Continuity vs Categories

Author

David Gerbing

Published

Mar 29, 2026, 07:25 pm


The following general discussion and the R material are based on the content presented in my book on Pages 22-24 and 43-46:

R Data Analysis without Programming: Explanation and Interpretation, 2nd edition, Routledge, January, 2023.


Introduction

We begin with the fundamental concept: The analysis of data.

NoteData analysis

The analysis of the data values of one or more variables.

All data analysis is done today using computers, yet people analyzed data well before computers were invented. A variable’s conceptual meaning and data values exist apart from the computer. This distinction applies to all data analysis software.

TipExamine read data before analysis

Whether using R, Python, Excel, Tableau, or any other system, we need to understand how our data values are digitally stored and how that representation matches our conceptual definitions.

At the most general conceptual level, we have variables that represent continuity and variables that define discrete non-numerical categories.

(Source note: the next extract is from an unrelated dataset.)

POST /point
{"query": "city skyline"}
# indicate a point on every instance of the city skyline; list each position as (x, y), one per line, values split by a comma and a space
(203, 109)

A more complete expression of this distinction follows.

Two Classes of Variables

Continuous or categorical variables are analyzed differently, so it is essential to differentiate between them before beginning an analysis. To complicate that differentiation, numerical values can represent both types of variables. Moreover, even for continuous variables, numeric data values can represent different levels of quality, allowing various numerical operations.

TipAlways identify your continuous and categorical variables

Before analysis begins, after reading data into the analysis system, distinguish between the continuous and categorical variables and their corresponding properties.

These issues should be understood before analysis begins. The most general lesson is that numeric data values can represent different levels of numeric quality. In extreme cases, a numeric data value may not even represent a number.

Continuous Variables

The values for a continuous variable, sometimes called a quantitative variable, are ordered along a quantitative continuum, which is the abstraction of the infinitely dense real number line.

NoteContinuous variable

Values of the variable are ordered along an infinitely dense numerical continuum.

Choose any two values and find unlimited numeric values between them. Examples of continuous variables for a person are Age, Salary, and extent of Agreement with an opinion about some political issue; for a car, MPG and Weight; and for a light bulb, Mean Number of Hours until Failure and Electrical Consumption per Hour (kilowatt hours). A continuous variable is sometimes called a quantitative variable.

TipContinuous data values only approximate actual values

Distinguish between a continuous variable’s actual values and the data values that emerge from measuring those values.

Measurement categorizes data values into specific groups. The value of the variable as it exists always differs from the value of its measurement, the data value. Nothing, for example, weighs exactly 2 pounds, 2.01 pounds, or even 2.0000000001 pounds. The actual weight may theoretically be stated as an indefinitely large number of decimal digits. In contrast, indicate a measurement to a specific level of precision, such as, for weight, to the nearest pound, ounce, or gram. Measurement groups all similar weights together, approximating the true weight to the nearest unit of measurement (pound, etc.).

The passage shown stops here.